EML-CD recovers causal graph structure together with closed-form equations for each mechanism by representing edges as gated symbolic trees.

A machine-rendered reading of the paper's core claim, the machinery that carries it, and where it could break.

The paper presents EML-CD as a way to perform causal structure learning while also recovering explicit mathematical equations for the mechanisms on each edge. It replaces black-box neural representations with gated binary trees built from the EML operator, which composes elementary functions into readable closed-form expressions. Because the equations are explicit, Jacobians can be computed analytically to quantify causal effects. On the Sachs protein-signaling dataset the method reaches structural accuracy comparable to PC and GES while returning equations whose precision and recall are reported. Controlled experiments show faithful recovery of most elementary function families and lower held-out mechanism error than a fixed dictionary approach.

Core claim

EML-CD represents each candidate edge mechanism as a gated EML binary tree and jointly optimizes structure and tree parameters to output a DAG whose edges carry closed-form causal equations; these equations are obtained directly from the EML compositions and permit direct Jacobian evaluation without post-hoc extraction.

What carries the argument

The gated EML binary tree, which encodes each causal mechanism as a composition of elementary functions through repeated application of a single binary operator together with learned gates.

If this is right

  • Analytical Jacobians become available for every discovered edge, enabling direct quantification of causal effects.
  • On the Sachs data the method returns equations with edge precision 0.756 while keeping SHD within the variance of PC and GES.
  • In bivariate tests with known mechanisms the approach recovers ten of eleven elementary function families with held-out shape correlation at least 0.96.
  • On symbolic synthetic data the held-out mechanism f-MSE is substantially lower than that of a fixed SINDy dictionary.
  • A depth-2 model improves F1 over linear OLS-BIC on the Causal Chambers light-tunnel subset.

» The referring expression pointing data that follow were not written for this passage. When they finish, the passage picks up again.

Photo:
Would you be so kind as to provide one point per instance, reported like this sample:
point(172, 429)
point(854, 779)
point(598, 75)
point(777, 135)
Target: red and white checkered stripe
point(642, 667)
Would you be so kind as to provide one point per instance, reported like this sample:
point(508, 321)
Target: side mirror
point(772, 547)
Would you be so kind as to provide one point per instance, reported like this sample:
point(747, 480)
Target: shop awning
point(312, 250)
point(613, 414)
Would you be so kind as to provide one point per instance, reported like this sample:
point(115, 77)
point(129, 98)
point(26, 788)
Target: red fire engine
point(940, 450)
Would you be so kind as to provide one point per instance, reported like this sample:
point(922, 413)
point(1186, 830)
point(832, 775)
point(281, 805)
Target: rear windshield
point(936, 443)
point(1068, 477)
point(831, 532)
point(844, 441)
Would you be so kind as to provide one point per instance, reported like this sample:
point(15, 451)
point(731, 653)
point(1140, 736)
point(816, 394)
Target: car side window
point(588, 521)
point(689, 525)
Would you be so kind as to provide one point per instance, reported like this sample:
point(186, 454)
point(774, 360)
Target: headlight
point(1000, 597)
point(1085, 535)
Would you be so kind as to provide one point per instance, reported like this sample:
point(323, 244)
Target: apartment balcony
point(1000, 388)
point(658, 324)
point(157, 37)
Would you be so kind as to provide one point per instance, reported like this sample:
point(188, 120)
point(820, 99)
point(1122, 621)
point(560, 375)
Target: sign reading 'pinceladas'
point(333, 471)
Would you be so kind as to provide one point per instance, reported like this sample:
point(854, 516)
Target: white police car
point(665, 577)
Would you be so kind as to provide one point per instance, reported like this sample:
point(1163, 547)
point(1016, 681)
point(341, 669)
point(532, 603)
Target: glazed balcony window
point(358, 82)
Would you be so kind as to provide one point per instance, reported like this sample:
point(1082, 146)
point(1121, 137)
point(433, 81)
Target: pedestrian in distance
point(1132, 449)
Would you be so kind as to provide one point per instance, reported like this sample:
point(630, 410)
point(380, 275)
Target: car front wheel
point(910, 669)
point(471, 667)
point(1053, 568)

Where Pith is reading between the lines

These are editorial extensions of the paper, not claims the author makes directly.

  • Knowing the explicit equation on each edge could allow direct simulation of interventions without retraining a separate predictor.
  • The same gated-tree representation might be inserted into other continuous structure-learning objectives that currently use neural mechanisms.
  • If tree depth is limited, the method may remain tractable on problems larger than the d=11 Sachs example while still producing human-readable equations.

Load-bearing premise

Real causal mechanisms are sufficiently well approximated by compositions of elementary functions inside gated binary trees so that joint structure-and-mechanism optimization does not create systematic bias.

What would settle it

A benchmark dataset whose ground-truth mechanisms require functions or compositions outside the EML operator's elementary library would produce either high mechanism f-MSE or structure errors that exceed those of PC/GES.

Figures

Figures reproduced from arXiv: 2606.05942 by Sota Asanuma.

Figure 1
Figure 1. Figure 1: True DAG (left), EML-CD (center, representative seed, SHD=11), and CAM (right, SHD=12) on [PITH_FULL_IMAGE:figures/full_fig_p005_1.png] view at source ↗
Figure 2
Figure 2. Figure 2: Sachs data: analytical Jacobian ∂P38/∂PKC for PKC → P38, computed by automatic differentiation of the gate-annealed (hard-gate) EML-CD mechanism—so the curve is the exact derivative of the displayed Example-1 equation (dense grid; no interpolation). It ranges from ≈ −5.4 to ≈ 2.3 and changes sign with input level, quantifying a state-dependent nonlinear causal effect; the jumps reflect the numerical bounds… view at source ↗
Figure 3
Figure 3. Figure 3: Controlled mechanism recovery: true mechanism (dashed) vs. the recovered gate-annealed EML [PITH_FULL_IMAGE:figures/full_fig_p008_3.png] view at source ↗
Figure 4
Figure 4. Figure 4: S-Sym held-out mechanism f-MSE per seed (log scale). EML-CD (blue) stays low and stable across [PITH_FULL_IMAGE:figures/full_fig_p009_4.png] view at source ↗
read the original abstract

Neural network (NN)-based nonlinear causal discovery methods recover DAG structure but leave each causal mechanism as a black box. Waxman et al. argued that extracting causal mechanisms from NN weights is ill-posed. We propose EML-CD, a framework that integrates the EML operator (capable of composing elementary functions from a single binary operator) into causal structure learning, with interpretable mechanism recovery as the primary objective. EML-CD represents each edge mechanism as a gated EML binary tree and automatically discovers closed-form causal equations. Analytical Jacobians can be directly computed from the output equations, enabling quantitative understanding of causal effects. On real data (Sachs protein signaling, d=11), EML-CD achieves SHD=11.2 +/- 0.4 (5-seed mean; baselines are single deterministic runs), on par with PC/GES within seed variance and below CAM, while attaching closed-form equations to each detected edge (precision 0.756, recall 0.365). In a controlled bivariate test with known mechanisms, EML-CD recovers 10 of 11 elementary function families faithfully (held-out shape correlation >= 0.96; only high-frequency sine is partial). On a symbolic synthetic benchmark, EML-CD attains a substantially lower and more stable held-out mechanism f-MSE than a fixed SINDy dictionary (mean 3.67 vs. 7644, the latter inflated by catastrophic extrapolation on one seed), although its structure recovery (SHD 14.0) only matches the dictionary and stays below specialized optimizers; on the Causal Chambers light-tunnel subset, a depth-2 model improves F1 over linear OLS-BIC (0.444 vs. 0.273).

Editorial analysis

A structured set of objections, weighed in public.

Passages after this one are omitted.